Setting Up a DIY Comedy Tour

Every comic who has ever seen one of the countless tour documentaries has had the thought of gathering a few friends together and hitting the road. But it’s not nearly that simple. Here’s a few tips on how to do it – and when not to.

1) Successful tours have concepts that appeal to a specific audience. Just cobbling a few random comedians together doesn’t make a tour. A tour needs to equal more than the sum of its parts. And finding a random commonality doesn’t make that happen. “Five guys named Mike!” That’s great, but who is going to go see that, people named Mike? Tours based on a shared perspective can work well (Hipsters? Dads? Conservatives?), as do tours designed for a specific professional audience (like teachers or lawyers). Name the tour accordingly – clever is less important than obvious.

2) Touring can be grueling. Make sure the people you’re touring with are easygoing on the road, and all have similar work ethics. No one person should be carrying the tour, everyone should work together on travel arrangements and booking.

3) Outline everyone’s job and pay structure ahead of time; you need to be prepared for every eventuality. What happens if a venue stiffs you? If you lose money on a particular date? Be prepared.

4) Once you have the plan of who is on the tour, you need a killer EPK (Electronic Press Kit). Make it easy for a venue to know why they’re booking you. Videos, bios, quotes about you, tour logos, etc. Make it look as professional as you can.

5) Map out your route. Set your ego aside and be smart about what cities or towns are a fit – and skip the rest. The more populated the metro area, the easier it will be to find a venue. And consider travel cost – are the cities near each other? Do you have friends there that can save you money on a hotel? Start with the optimum route; you can always change it on the fly. Plan at least two months out, preferably 4-6. More venues will have their calendars open, and you’ll have time to promote. And leave time on your schedule for press.

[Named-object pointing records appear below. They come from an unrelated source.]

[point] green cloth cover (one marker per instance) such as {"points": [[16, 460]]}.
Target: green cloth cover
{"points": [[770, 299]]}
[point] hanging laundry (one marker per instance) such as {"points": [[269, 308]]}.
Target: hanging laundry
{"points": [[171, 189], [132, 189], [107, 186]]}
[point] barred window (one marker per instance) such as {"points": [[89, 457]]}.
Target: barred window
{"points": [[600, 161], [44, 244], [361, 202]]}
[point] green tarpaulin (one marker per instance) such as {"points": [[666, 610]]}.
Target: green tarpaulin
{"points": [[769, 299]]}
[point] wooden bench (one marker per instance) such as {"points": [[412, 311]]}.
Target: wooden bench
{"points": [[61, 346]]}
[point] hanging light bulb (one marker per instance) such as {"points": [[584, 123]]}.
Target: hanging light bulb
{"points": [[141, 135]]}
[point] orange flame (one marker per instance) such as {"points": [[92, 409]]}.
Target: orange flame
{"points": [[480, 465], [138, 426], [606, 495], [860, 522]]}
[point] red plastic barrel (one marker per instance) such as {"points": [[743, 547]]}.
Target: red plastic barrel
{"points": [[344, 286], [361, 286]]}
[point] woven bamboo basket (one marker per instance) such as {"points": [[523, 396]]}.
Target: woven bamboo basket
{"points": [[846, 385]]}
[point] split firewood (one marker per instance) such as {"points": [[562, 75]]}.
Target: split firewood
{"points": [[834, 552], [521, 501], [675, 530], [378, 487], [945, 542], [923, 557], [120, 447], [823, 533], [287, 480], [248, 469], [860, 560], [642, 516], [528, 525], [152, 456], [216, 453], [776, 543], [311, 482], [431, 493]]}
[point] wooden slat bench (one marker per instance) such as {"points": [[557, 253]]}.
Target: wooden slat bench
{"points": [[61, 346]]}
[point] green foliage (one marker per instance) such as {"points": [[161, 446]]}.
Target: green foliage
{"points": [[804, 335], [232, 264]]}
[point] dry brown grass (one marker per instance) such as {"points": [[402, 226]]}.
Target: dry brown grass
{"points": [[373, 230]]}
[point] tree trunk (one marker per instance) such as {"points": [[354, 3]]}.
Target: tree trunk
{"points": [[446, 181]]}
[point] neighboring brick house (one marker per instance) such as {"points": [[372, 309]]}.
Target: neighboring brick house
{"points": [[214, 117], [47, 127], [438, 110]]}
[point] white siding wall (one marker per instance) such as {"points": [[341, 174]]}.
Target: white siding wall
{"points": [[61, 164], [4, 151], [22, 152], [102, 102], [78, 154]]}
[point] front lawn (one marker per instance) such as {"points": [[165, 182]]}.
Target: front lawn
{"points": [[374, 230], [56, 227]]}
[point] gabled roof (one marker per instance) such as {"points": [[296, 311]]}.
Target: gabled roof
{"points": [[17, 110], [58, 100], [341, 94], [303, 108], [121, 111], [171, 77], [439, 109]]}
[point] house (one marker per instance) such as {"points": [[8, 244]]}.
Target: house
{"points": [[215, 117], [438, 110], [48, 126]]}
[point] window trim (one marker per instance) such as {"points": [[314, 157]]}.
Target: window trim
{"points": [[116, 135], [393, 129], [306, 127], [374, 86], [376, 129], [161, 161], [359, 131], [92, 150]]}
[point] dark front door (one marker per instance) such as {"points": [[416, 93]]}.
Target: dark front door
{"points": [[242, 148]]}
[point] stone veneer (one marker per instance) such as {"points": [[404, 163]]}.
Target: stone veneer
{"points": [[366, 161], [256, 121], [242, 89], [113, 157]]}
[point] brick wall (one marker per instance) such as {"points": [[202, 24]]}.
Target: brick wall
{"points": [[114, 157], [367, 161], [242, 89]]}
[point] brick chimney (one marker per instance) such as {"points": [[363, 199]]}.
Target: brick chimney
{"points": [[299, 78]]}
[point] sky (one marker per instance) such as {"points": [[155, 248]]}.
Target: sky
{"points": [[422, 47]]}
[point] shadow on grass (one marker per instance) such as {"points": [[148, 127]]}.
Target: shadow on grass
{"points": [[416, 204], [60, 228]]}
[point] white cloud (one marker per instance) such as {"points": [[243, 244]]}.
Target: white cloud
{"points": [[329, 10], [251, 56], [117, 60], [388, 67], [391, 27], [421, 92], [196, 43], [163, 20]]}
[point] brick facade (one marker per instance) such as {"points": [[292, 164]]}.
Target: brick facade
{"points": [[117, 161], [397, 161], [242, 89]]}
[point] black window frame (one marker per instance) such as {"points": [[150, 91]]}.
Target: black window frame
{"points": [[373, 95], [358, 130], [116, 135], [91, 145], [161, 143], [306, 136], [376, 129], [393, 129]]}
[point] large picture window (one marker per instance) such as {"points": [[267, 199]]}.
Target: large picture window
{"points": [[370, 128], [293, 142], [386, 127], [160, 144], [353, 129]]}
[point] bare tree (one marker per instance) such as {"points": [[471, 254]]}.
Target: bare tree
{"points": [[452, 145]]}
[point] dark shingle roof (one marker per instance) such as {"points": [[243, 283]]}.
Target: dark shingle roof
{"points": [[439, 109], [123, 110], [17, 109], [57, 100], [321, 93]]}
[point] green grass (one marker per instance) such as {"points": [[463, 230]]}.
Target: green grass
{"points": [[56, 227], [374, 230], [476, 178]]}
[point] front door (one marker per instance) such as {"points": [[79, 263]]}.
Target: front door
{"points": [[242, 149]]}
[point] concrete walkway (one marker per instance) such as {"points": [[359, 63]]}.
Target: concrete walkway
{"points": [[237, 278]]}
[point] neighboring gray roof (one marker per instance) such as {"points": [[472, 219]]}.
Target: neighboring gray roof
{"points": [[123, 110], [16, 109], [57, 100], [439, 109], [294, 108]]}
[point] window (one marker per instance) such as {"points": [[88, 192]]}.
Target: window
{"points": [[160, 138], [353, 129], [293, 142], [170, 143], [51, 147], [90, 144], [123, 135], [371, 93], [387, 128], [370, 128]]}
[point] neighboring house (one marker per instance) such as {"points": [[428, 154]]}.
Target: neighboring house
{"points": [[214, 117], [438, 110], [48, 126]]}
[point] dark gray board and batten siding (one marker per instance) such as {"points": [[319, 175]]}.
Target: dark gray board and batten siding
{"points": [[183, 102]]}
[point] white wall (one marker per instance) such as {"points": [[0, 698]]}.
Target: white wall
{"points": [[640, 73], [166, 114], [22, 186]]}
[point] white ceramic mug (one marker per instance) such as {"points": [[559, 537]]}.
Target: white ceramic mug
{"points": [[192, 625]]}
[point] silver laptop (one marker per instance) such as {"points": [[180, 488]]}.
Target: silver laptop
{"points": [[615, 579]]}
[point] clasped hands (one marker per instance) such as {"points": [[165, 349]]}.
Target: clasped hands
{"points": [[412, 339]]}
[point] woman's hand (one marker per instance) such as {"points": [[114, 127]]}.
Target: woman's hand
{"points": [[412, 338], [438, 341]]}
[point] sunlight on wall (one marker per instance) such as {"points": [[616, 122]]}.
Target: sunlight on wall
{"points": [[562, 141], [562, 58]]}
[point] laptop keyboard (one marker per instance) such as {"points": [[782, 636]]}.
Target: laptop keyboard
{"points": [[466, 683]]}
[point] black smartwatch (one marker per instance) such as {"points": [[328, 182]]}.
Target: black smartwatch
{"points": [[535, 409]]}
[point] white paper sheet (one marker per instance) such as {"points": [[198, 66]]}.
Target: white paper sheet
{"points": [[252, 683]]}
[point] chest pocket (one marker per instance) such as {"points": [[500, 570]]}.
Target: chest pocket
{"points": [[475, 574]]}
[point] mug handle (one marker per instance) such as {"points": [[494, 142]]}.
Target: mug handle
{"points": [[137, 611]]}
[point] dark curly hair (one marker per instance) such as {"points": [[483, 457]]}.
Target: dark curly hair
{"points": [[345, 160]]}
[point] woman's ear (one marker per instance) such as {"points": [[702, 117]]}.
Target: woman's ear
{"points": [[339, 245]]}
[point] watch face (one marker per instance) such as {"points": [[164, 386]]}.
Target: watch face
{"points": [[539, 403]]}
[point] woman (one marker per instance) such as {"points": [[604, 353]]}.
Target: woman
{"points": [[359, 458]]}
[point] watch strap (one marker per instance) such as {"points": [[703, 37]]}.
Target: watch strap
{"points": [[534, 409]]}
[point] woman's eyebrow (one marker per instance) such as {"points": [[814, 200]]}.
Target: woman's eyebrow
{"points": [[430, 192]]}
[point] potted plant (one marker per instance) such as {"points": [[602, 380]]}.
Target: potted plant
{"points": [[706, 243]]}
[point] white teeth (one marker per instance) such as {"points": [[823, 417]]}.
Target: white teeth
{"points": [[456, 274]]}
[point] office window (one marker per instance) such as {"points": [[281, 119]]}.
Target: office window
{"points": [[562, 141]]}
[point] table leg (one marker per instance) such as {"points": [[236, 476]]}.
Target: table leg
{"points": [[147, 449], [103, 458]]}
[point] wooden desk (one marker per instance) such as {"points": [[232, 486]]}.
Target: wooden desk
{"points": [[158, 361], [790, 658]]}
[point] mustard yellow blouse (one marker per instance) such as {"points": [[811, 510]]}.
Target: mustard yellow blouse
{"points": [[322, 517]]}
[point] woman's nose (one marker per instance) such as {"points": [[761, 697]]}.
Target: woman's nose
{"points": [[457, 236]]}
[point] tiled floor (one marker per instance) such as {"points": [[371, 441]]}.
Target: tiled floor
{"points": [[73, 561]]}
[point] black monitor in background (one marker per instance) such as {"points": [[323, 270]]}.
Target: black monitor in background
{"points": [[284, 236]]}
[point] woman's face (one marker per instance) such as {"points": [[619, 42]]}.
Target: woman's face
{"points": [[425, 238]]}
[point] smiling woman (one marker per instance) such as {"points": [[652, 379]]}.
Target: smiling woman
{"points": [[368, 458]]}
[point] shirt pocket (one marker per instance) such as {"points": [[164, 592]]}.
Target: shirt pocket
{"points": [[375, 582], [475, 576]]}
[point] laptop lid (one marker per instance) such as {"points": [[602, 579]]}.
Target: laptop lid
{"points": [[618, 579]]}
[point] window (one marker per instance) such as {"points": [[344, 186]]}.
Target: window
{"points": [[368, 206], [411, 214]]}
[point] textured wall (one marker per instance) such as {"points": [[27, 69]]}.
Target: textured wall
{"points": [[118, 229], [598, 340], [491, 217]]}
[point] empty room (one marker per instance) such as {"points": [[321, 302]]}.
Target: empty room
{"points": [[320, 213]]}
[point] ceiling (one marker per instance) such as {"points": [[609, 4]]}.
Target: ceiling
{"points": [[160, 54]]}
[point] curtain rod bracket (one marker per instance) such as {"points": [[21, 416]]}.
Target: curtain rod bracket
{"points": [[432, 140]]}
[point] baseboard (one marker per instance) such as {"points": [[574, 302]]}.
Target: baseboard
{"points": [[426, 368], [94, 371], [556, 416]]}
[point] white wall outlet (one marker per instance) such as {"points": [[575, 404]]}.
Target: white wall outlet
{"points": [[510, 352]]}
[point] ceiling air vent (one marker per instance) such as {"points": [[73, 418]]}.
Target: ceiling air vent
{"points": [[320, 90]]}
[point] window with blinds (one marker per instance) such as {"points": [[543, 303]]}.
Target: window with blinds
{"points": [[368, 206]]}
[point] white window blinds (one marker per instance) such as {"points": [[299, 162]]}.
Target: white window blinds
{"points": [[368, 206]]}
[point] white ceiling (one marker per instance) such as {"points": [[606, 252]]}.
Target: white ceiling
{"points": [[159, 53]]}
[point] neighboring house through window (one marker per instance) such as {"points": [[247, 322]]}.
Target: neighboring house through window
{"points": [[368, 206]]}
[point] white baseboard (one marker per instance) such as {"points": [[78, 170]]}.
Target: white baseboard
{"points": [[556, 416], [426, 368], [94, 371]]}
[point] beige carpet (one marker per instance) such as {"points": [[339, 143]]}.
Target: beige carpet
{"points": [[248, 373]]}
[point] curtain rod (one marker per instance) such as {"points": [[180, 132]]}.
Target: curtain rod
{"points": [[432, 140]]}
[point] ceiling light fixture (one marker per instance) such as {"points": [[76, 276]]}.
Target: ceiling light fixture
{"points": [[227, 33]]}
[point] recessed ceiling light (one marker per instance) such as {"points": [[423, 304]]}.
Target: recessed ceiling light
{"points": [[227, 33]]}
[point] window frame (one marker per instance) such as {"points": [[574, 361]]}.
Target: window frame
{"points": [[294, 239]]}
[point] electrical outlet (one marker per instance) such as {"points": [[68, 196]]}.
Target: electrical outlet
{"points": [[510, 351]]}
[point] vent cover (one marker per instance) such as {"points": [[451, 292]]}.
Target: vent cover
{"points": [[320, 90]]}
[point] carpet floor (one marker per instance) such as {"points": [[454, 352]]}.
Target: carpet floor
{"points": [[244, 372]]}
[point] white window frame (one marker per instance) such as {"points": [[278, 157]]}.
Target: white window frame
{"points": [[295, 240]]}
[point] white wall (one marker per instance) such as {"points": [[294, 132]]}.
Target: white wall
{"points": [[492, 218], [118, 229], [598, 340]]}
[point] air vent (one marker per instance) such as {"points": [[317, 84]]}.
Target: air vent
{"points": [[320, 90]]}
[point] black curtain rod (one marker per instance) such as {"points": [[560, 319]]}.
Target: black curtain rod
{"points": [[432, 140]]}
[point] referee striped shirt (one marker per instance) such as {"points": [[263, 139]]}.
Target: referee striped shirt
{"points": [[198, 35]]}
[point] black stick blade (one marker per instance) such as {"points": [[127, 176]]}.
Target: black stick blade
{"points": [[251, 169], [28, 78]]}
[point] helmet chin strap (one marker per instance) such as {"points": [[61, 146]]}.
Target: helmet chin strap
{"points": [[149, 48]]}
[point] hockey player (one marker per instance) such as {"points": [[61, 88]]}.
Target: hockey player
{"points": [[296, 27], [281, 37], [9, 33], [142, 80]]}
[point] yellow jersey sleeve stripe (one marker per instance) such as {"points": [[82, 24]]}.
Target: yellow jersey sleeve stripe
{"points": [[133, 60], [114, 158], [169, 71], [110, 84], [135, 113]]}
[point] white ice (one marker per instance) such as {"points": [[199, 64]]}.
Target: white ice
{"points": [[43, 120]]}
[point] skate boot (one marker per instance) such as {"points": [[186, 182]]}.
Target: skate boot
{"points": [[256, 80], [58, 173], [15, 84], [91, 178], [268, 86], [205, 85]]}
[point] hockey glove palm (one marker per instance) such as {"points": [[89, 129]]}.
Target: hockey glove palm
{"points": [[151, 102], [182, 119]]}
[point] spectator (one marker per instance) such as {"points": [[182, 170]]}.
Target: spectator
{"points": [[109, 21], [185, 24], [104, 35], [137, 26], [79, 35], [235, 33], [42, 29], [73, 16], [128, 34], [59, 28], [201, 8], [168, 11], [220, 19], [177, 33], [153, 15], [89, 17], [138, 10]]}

6) Start selling your show. The two ways to tour are in existing comedy venues and in independent venues (like rock clubs or bars). I prefer the rock club route because I know I can sell tickets (and you can usually get 100% of the door at a rock club, especially for an early show or an off-night. Some comedians prefer existing comedy venues as there’s less risk and a built-in audience (albeit less reward). Most tours are a combination of the two. Yelp lists all the venues in a given city – start calling.

7) If it’s a comedy club, ask for the booker. If it’s a venue that features music, ask for the music booker. If it’s a bar, as for the owner (and if they’re unavailable, the manager). It’s also a good idea to just call and find out what that person’s name is without identifying yourself, and then call back the next day asking to speak directly to them. You’ll sound more like you know what you’re doing.

8) As venues say yes, ALWAYS sign a contract. It could be simple, a one page agreement that’s not even legally perfect. It just has to be specific enough that they know what the terms are and they can’t change them last second. It will rarely be needed. But the one time you run into a problem, you’ll be glad you have it. And having a contract template and a W9 ready on your computer will save you a lot of time.

9) Now that it’s booked, time to sell tickets. While there are all sorts of ways to put butts in seats, here’s a few that I recommend.

a. Press. It is so important that you try to schedule press. I’ll write another, more detailed post re: best practices, but pitch your tour to the local paper, radio station, and TV station. Never be afraid to ask for coverage. Have a press release ready (and don’t be shy about sending that great EPK we talked about).

b. Affinity groups. Here’s where your tour’s theme comes in handy. Is it a show about legalizing pot? Then reach out to NORML. A show of older men? Reach out to the local Elks lodge. Etc, etc, etc. There’s TONS of local organizations and national organizations with local chapters in any city. Find the ones you appeal to.

c. Have a local opener in each city. It’s a great way to meet comics in that scene while also filling seats. Sometimes no one will come see them, and sometimes they’ll be a huge asset in spreading the word. No matter how much or how little they help, it’s still great comedy karma.

10) Sponsorship is the hardest part of a tour. It could pay for the whole thing, or even just make life easier. Landing a sponsor is extremely difficult but can be done with lead time and an impressive pitch. You’ll need to put together a deck outlining exactly what the sponsor gets for their money. Are you asking for product, for money, or both? How many people do you anticipate coming to each show? What are those demographics, and what cities and venues is the tour taking place in? Answer every question they might have before they ask it – and be aware that most companies commit their sponsorship budgets 6-18 months in advance.